DEV Community

Compare documents similarity using Python | NLP

Rashid on September 16, 2019

This post cross-published with OnePublish In this post we are going to build a web application which will compare the similarity between two docum...

Read full post

R13TechNewbie • Dec 15 '19

Thanks for making the tutorial, coderasha. I currently following your tutorial, and I think I found some typo in this part :

tf_idf = gensim.models.TfidfModel(corpus)
for doc in tfidf[corpus]:
print([[mydict[id], np.around(freq, decimals=2)] for id, freq in doc])

probably the "mydict" variable is typo, so I changed to "dictionary" based on previous line declaration and the code works.

Please verify this, Thanks

Rashid • Dec 15 '19

Oh, I see. Yes, there is a typo in that part. Thank you for your attention :)

JEMQ • Apr 12 '20 • Edited

Really great tutorial, thanks!

Two points and a question-

should the second line of this -

tf_idf = gensim.models.TfidfModel(corpus)
for doc in tfidf[corpus]:
print([[dictionary[id], np.around(freq, decimals=2)] for id, freq in doc])

read -

for doc in tf_idf[corpus]:

2.
To avoid having percentages over 100 and also to calculate the correct average, I think you have to divide the second total by the number of documents in the query corpus.

i.e -

total_avg = ((np.sum(avg_sims, dtype=np.float)) / len(file2_docs))

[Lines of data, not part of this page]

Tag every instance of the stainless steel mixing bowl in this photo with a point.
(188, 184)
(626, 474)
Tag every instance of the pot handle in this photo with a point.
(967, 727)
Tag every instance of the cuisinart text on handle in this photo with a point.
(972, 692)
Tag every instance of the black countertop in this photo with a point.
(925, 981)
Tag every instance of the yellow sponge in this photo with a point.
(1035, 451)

Any thoughts on how you would compare a corpus to itself? I.e to see how unique each document is within the corpus?
I've tried a variety of corpora using your code and they all end up with the same similarity score...8% (Using the update % calc above)

Cheers,

Jamie

bingyuyiyang • Jul 3 '20

Thank you for making the tutorial. I have some questions for the code as follows.
1). do you why if I switch the query document (demofile2.txt) and demofile.txt, I can not get the same similarity of two documents?
2). If the document demofile.txt just contains one sentence: " Mars is the fourth planet in our solar system." , the print (doc) will empty. Do you know why? In other words, the TFIDF does not work, when corpus is single sentence for your code.

file_docs = []
with open ('~/demofile.txt') as f:
tokens = sent_tokenize(f.read())
for line in tokens:
file_docs.append(line)
print("Number of documents:",len(file_docs))
gen_docs = [[w.lower() for w in word_tokenize(text)]
for text in file_docs]
dictionary = gensim.corpora.Dictionary(gen_docs)
print(dictionary.token2id)
corpus = [dictionary.doc2bow(gen_doc) for gen_doc in gen_docs]
tf_idf = gensim.models.TfidfModel(corpus)
for doc in tf_idf[corpus]:
print(doc)
print([[dictionary[id], np.around(freq, decimals=2)] for id, freq in doc])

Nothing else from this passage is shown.